I guess you could stop right there. Investing conventionally you can do much better in real estate than in the stock market.
But let’s get more creative. You’re going to rehab a house. You find a house that, when fixed up, will sell for $550,000. You can buy it for $300,000. It will take $80,000 in repairs. You use a hard money lender to help you. You invest your $100,000. The hard money lender provides $280,000. It takes you 6 months from beginning to end/sale. (It shouldn’t take that long, but we’ll play it safe.) You should make around $60,000 . . . hopefully more.) Let’s do the numbers: $100,000 investment and a $60,000 profit in 6 months. That’s a 60% ROI. Do that twice a year, and you have an annualized ROI of 120%.
Or you rehab a house, as in the example above, but you early on decided to keep it as a rental. In that case, your rehab costs would be less—maybe $65,000. So you’ve put $365,000 into a rental property that’s now worth perhaps $500,000. You’re starting off with $135,000 in equity plus something that’s going to cash-flow even better, since you’ve only borrowed $265,000 (not $400,000 as in our first example).
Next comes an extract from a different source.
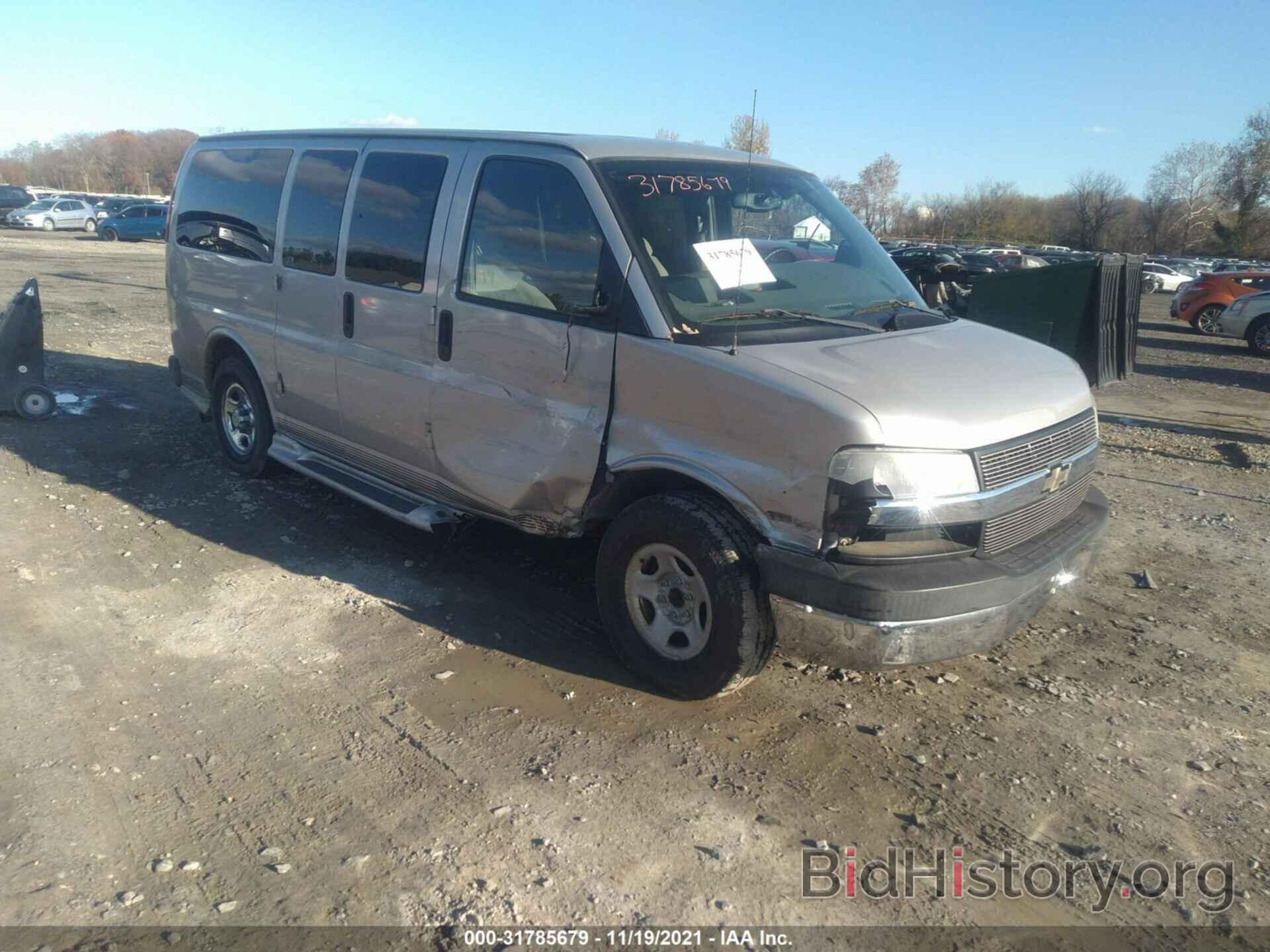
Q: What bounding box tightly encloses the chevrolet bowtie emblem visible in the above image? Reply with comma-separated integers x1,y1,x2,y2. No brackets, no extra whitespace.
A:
1045,463,1072,493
It’ll still appreciate 4% a year. So your $100,000 has produced a quick $135,000 in equity, and appreciates $20,000 a year. We’re still at an annualized ROI of 20% . . . not counting the $135,000 in equity, the much stronger positive cash flow, or the tax benefits.
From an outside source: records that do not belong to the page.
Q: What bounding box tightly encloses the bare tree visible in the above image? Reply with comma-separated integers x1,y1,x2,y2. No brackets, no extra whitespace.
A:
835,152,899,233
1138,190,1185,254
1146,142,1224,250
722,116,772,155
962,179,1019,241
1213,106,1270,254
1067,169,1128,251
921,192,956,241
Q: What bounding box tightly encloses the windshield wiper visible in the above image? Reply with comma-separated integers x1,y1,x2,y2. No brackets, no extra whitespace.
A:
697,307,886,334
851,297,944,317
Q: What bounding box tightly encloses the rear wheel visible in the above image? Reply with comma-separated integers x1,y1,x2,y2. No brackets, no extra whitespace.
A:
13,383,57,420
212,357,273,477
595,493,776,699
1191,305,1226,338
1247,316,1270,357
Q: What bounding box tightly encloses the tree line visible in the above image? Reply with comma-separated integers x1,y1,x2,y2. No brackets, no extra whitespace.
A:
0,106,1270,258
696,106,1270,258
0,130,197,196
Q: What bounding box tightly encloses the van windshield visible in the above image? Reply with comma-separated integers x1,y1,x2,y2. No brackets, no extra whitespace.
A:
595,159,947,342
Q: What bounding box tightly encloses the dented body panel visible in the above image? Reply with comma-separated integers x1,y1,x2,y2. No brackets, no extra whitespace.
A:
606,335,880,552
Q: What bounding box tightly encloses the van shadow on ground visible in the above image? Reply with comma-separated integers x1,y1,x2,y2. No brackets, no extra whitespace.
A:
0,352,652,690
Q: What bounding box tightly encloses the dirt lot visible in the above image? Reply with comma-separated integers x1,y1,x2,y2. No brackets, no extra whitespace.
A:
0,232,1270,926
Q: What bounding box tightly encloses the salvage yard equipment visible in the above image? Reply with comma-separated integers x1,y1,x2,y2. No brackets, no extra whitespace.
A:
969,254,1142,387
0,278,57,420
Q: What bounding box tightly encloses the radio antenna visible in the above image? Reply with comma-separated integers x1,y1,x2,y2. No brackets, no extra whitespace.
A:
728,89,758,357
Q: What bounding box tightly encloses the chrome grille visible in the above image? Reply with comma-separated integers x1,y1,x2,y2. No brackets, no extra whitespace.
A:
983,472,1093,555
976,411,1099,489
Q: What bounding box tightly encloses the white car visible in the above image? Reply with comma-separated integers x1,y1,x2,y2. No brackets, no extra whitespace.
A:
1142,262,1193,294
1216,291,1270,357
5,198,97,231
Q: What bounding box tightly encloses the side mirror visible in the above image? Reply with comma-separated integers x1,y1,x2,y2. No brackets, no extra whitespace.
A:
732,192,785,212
Not good enough yet? (Gee, you’re tough!)
Consider wholesaling. You put a property under contract, then assign (sell) the contract, often to a rehabber. A lot of wholesalers use a $100 earnest money deposit. As we’ll see in a moment, the amount doesn’t matter. But you’ve got pockets bulging with $100,000, so let’s say you use a $1,000 earnest money deposit. You find the house described above. You can put it under contract for $300,000. You can then assign the contract for $325,000. And let’s say that process takes a month. (It shouldn’t; it should take a week or so. Good wholesale deals go in a matter of hours . . . but, as you’ll see, that’d really screw up our calculations.)
So you make a $1,000 earnest money deposit. In 30 days, you assign the contract for $25,000. That’s a 2,400% ROI. Do that 12 times a year, and your annualized ROI is 28,800%.
Not good enough yet? (Aw! Come on now! OK, OK. Let’s see if we can do better than a 28,800% ROI. Yes, we can “cheat” and cut our earnest money deposit from $1,000 to $100. But we can do much better than an annualized ROI of 288,000%).
Remember, we said that the amount you use as an earnest money deposit doesn’t matter. Why not? Because we get that back. We include a paragraph in our assignment contract along these lines:
Assignee also shall reimburse Assignor at settlement for all funds expended by Assignor in connection with this transaction, including but not limited to earnest money deposits, inspections, and any other costs connected to the underlying purchase agreement which is the subject of this assignment agreement. [Emphasis added.]
So the wholesaler gets the earnest money deposit back at closing. Now let’s calculate our ROI. While you did make a $1,000 earnest money deposit, you get that back in 30 days. Hmmm. You’ve just made $25,000 on zero investment in one month. You can’t calculate an ROI without an investment.
That’s why—and how—some people invest in real estate.